Chairman of the Virgin Islands Heritage Month Committee, Reverend Dr Melvin Turnbull, said the church has fumbled regarding festivals, and said celebrations over the years have been deviating from the initial purpose of emancipation festivities in the BVI.
In a recent interview on JTV 55 News, Dr Turnbull said there may be a time when the Virgin Islands
cannot have festivals but there should never be a time when emancipation is not celebrated in the territory. He said people need to understand why the celebration happens — emancipation from slavery.
“At the heart of the celebration is spiritual because when the slaves were declared free, one of the things they did was go into the church and prayed and sang and for those who don’t know, the celebrations started with the church. It was the church, the Methodist and Anglican Churches, from whenever up to 1954 that alternated the leadership of the celebrations,” Dr Turnbull said.
“It was called ‘Fete on the Field’ which really was a cultural thing and a happy time. The church dropped the ball kind of, and then other organisations picked it up. So, over the years, it has shifted away from its original intentions,” the Reverend added.
He explained that people, like himself, have been trying to keep the nucleus of the celebrations and not drift too far from the original meaning of festival.
“It is our emancipation and when you behave in a certain way it shows that you are not emancipated,” he said.
The Reverend noted that most of the celebrations he described have been attributed to the festival celebrations in Easter, but he explained that although there are many festival celebrations, the territory needs to focus more on the main thing and keep the August celebrations the main thing.

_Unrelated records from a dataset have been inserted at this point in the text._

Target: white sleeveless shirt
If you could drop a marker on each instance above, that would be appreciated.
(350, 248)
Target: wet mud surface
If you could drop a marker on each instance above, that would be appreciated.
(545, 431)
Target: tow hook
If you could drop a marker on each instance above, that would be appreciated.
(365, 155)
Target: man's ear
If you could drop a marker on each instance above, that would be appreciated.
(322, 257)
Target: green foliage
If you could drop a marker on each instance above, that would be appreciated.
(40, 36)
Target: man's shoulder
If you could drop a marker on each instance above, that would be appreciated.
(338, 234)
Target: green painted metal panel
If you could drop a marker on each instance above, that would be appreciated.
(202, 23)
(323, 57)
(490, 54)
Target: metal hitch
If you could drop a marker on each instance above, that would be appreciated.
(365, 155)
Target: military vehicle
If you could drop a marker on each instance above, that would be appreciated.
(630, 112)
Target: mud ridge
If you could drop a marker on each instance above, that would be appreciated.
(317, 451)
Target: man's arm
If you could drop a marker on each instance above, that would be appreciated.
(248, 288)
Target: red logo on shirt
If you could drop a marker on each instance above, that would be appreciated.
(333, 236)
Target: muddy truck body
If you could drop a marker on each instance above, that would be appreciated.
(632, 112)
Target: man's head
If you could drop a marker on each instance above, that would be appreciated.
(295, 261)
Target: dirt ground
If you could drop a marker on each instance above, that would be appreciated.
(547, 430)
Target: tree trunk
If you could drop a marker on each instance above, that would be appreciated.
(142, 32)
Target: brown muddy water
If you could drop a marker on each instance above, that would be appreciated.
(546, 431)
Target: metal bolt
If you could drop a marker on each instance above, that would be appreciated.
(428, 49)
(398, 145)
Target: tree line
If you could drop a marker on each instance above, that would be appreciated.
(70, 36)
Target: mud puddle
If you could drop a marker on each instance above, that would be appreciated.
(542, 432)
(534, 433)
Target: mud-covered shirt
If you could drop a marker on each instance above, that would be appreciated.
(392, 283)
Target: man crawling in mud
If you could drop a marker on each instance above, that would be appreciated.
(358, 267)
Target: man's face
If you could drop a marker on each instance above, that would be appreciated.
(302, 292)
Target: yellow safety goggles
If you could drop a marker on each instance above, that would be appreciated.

“Sometimes we get fragmented and lost in the process. Again, I want to declare, since 2004, that the month of August is really our heritage month. We can have a lot of things and call them a lot of other things but really, we must never forget emancipation month. Heritage Month is August. I must add it should not be a one-month thing, we should always talk about our heritage,” Dr Turnbull said.
This year’s festival celebration is expected to open on July 27 with Gospel Night and an opening ceremony. It will close on August 5 with Carrot Bay Cultural Day, among other activities.